The convex parabolic curve of the NH3-N production in LC diets was inversely shaped to that of the HC diets (Figure 3A). These interrelations might be of multifactorial origin, such as reduced proteolysis or an increased microbial NH3-N uptake in LC fermenter fluid [42], but also with regard to the lower CP content in LC diets (Table 1). Molar proportions of iso-butyrate decreased with increasing 3-NOP dose, which could indicate a decreased deamination of amino acids (AA). In contrast, as reported previously [10], iso-valerate production increased in a quadratic manner with 3-NOP dose, which contradicts the hypothesis of a decreased AA deamination as BCVFA results from both deamination and decarboxylation of valine and leucine, respectively [43]. There are possibly different metabolic processes of these BCVFA under CH4 inhibition and H2 accumulation which need to be clarified in future (Figure 3D). Microbial uptake and release of BCVFA thus are the main determinants of BCVFA concentrations and microbial protein synthesis is regarded as a H2 sink apart from methanogenesis [43,44].

5. Conclusions

The hypothesis of synergistic effects between 3-NOP and increased CFP on CH4 inhibition was rejected for the applied in vitro conditions. The present RUSITEC experiment evidenced that 3-NOP effectively inhibited methanogenesis in a dose-dependent manner irrespective of CFP in the incubated diet. Negative side effects on nutrient degradability and, correspondingly, total VFA and gas production were not consistently observed for 3-NOP or CFP. However, 3-NOP dose increment was paralleled by H2 gas accumulation, whereas alternative H2 sinks of propionate and valerate remained unaffected. Increasing 3-NOP dosage decreased H2-liberating acetate formation, whereas butyrate proportion remained unchanged. Conclusions from in vitro experiments cannot be fully transferred to the rumen environment in vivo. This study and others suggest that extrapolating findings from dose-dependent dynamics of the 3-NOP efficacy under conditions in vitro should be treated with caution for planning 3-NOP application in vivo. The present research should be broadened by focusing on potential changes in microbial community structures when 3-NOP is supplemented to different dietary concentrate:forage ratios.

Author Contributions

Conceptualisation, M.S.; Formal analysis, M.S.; Funding acquisition, D.v.S. and U.M.; Investigation, M.S. and L.H.; Methodology, M.S.; Project administration, M.S. and D.v.S.; Resources, S.K. and U.M.; Supervision, D.v.S., A.Z. and S.D.; Validation, M.S.; Visualisation, M.S.; Writing—original draft, M.S.; Writing—review and editing, M.S., D.v.S., L.H., S.K., U.M., A.Z. and S.D. All authors have read and agreed to the published version of the manuscript.

Funding

The project is supported by funds from the Federal Ministry of Food and Agriculture (BMEL) based on a decision of the Parliament of the Federal Republic of Germany via the Federal Office for Agriculture and Food (BLE) under the innovation support programme (grant number 281B101416).

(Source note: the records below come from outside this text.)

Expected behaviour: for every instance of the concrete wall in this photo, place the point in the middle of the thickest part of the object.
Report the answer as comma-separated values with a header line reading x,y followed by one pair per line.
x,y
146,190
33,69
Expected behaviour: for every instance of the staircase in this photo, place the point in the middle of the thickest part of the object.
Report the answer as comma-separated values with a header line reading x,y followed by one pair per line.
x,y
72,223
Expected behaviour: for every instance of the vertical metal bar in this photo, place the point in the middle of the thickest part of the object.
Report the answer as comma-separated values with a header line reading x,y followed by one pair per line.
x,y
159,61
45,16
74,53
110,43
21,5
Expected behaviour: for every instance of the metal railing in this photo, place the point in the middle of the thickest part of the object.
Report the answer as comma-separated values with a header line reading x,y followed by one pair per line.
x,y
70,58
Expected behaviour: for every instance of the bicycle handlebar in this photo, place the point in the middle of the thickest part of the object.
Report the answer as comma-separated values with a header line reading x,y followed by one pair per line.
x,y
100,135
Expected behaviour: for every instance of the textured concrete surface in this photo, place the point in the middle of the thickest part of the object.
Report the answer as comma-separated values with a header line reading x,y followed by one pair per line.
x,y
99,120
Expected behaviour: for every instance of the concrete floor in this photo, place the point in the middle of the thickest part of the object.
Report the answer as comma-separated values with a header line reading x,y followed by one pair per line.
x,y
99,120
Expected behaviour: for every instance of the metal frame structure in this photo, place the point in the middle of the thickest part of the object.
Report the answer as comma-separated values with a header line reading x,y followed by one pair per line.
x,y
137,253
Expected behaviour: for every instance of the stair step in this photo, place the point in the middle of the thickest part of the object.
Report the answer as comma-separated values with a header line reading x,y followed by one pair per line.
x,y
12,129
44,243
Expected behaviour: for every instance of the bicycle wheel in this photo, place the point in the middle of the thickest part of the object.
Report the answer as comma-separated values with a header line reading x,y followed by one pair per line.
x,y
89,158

Institutional Review Board Statement

The experiment was conducted according to the guidelines of the German Animal Welfare Act and approved by the LAVES (Lower Saxony State Office for Consumer Protection and Food Safety, Germany) (approval number: 33.19-42502-04-15/1858).

Data Availability Statement

The data presented in this study are available on request from the corresponding author. The data are not publicly available due to legal issues.

Acknowledgments

The authors thank the staff of the Institute of Animal Nutrition, Friedrich-Loeffler Institut (FLI) and the co-workers of its experimental station for taking care of the experimental animals and supporting the sample collection and analysis. The authors also thank DSM Nutritional Products AG (Kaiseraugst, Switzerland) for their support in providing the 3-NOP compound and 3-NOP analyses in the feedstuffs.

Conflicts of Interest

The authors declare no conflict of interest.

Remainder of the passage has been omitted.